Se puede asumir e incluso comprender que, dado las carestías económicas del momento actual que nos envuelve y otras circunstancias adyacentes, el Obispado de Cádiz y Ceuta, como institución propietaria del templo, no cumpliera en su momento con lo exigido en la Ley de Patrimonio, pero lo que no se entiende es que además, tarde en demasía en responder ante una ley de rango superior, la de Cristo, sobre su probable y única responsabilidad en el actual cierre permanente al culto del edificio, así como del destino de los últimos recursos teóricamente cedidos por la Ciudad Autónoma para el fin de las obras. Creo que las auditorías solo tenemos que hacerlas en todos los rincones de nuestras almas.
San Francisco es un monumento tan importante en nuestra querida ciudad, que sin necesidad de colocarle banderas y nuevas campanas, debería remover el tímpano y la conciencia de todos, principalmente de nosotros los cristianos, que se nos llena rápidamente la boca de defender el sentimiento, el mensaje y la doctrina de Cristo resucitado. San Francisco, también es Ceuta. Es más antigua que el título de Ciudad Autónoma, porque sus lustrosos y ancestrales cimientos estaban ahí mucho antes de que nuestra urbe fuera definida y titulada como Ciudad Autónoma por la que todos luchamos en su día.

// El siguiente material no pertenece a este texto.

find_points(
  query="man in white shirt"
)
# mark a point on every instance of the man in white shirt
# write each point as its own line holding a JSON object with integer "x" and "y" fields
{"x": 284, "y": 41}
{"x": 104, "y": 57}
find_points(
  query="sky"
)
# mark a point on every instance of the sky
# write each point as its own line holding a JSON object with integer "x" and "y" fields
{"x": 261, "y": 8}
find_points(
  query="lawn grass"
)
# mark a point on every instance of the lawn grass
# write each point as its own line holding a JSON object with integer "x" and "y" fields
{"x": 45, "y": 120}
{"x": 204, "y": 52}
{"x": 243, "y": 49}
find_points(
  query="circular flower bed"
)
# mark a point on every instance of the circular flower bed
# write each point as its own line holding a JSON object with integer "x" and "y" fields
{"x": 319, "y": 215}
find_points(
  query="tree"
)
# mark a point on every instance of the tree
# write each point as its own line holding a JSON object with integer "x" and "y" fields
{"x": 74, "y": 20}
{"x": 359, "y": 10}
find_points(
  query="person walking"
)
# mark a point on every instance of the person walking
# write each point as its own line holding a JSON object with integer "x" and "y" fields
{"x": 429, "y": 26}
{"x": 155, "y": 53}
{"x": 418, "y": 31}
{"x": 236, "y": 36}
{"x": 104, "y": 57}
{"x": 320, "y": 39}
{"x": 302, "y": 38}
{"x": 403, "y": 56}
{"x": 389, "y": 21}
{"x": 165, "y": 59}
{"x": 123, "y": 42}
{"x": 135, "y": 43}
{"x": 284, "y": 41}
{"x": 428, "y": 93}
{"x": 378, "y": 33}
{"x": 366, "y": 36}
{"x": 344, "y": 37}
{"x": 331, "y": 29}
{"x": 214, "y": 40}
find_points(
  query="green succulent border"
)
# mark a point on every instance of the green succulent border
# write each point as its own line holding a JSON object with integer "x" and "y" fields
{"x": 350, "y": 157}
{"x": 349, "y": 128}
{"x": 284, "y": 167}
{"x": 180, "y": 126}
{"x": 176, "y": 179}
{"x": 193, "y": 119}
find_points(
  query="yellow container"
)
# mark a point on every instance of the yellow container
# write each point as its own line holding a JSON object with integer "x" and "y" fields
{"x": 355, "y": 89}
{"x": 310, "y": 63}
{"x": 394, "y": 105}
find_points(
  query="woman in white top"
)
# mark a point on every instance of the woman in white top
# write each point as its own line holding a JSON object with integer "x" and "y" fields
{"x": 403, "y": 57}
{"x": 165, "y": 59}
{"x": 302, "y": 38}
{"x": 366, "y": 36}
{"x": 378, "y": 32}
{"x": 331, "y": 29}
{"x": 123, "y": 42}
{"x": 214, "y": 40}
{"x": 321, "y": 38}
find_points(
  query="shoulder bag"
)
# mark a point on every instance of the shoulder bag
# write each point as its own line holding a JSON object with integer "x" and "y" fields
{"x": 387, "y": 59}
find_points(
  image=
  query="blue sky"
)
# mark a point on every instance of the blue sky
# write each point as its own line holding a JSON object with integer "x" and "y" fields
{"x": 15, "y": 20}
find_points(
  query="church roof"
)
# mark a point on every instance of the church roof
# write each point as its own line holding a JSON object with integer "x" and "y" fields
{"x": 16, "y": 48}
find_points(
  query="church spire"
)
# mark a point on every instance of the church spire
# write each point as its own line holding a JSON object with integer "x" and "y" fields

Para poner de nuevo al culto a San Francisco no hay que colocarle banderas ni sordas campanas colgadas desde lo más alto, ni buscar justificaciones administrativas de palacio que siempre van despacio y que a pocos convencen. El movimiento se demuestra andando. Sólo hay que quererla, valorarla y ponerle la mayor de las banderas auditivas, activando el dulce sonido de las nuevas campanas doblando sin cesar por su inminente y ansiada apertura. Si así se hiciera podríamos todos responder a la famosa pregunta del título de la novela de Ernest Hemingway ¿Por quién doblan las campanas? Si las sentimos primero en nuestro corazón y luego en nuestros oídos podríamos decir todos que somos buenos caballas y algunos hasta buenos cristianos porque amamos nuestro secular patrimonio físico y espiritual, y que hemos hecho todo lo posible antes de que termine esta primavera para que esas banderas de estirpe campanera colocadas en sus esbeltas torres, mástiles de fe verdadera y de bella vista marinera, no sean usadas a la ligera como un símbolo frío, de sabor metálico e inerte, que tape nuestras conciencias y su silencio permanente ensordezca nuestros oídos y perturbe nuestra mente.
Madre Mía alivia las penas de mi alma, Cristo Mío dame toda tu humildad para reconocer los errores de mis obras, y paciencia para convivir con ellos.